# Dependent Visa to CSV



## subhradip.ghoshal (Dec 18, 2016)

Hello All,
Though there are quite a few threads going around, I wish to post my queries and update it as the journey continues. 
I relocated to SA a couple of weeks back on a CSV and my spouse on DV. Now here's the dilemma....

*1. My spouse is an IT specialist. Naturally, she requires a CSV or any other form of work permit which enables her to work here. Can that be done?

2. Assuming CSV is possible, and as she already has her SAQA done, what are the next steps? I got confused with IITPSA membership and assessment. I do not know if both are required or not.

3. Suppose I cross the IITPSA hurdle as well. Now, does she requires a job offer for applying her CSV or it is the other way around? Or it is of no consequence?

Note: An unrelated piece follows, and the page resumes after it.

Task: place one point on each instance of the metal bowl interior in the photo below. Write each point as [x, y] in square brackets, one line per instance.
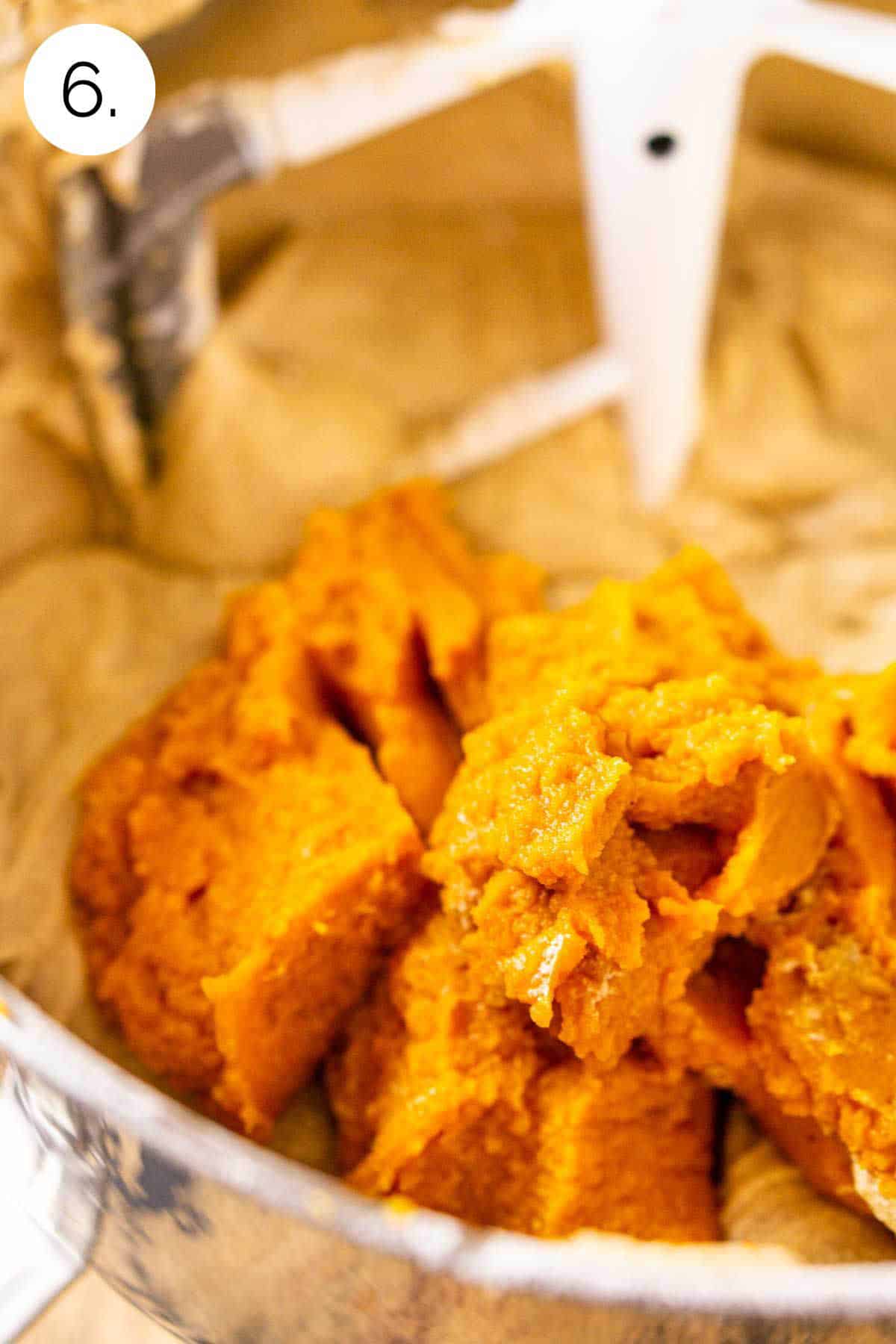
[603, 1270]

4. What are the fees for IITPSA and CSV application if done independently and via any visa consultancy services?*

So, gents and ladies, here are my primary questions. I will keep updating the thread as and when I receive any update, get a positive result following it and everybody will be benefited.

Thanks in advance my good Samaritans.


----------



## j.naresh89 (Jan 6, 2017)

subhradip.ghoshal said:


> Hello All,
> Though there are quite a few threads going around, I wish to post my queries and update it as the journey continues.
> I relocated to SA a couple of weeks back on a CSV and my spouse on DV. Now here's the dilemma....
> 
> ...


Hi did you get any update for your queries. I have the same questions as well. Please respond me if you have answers for all. Thanks


----------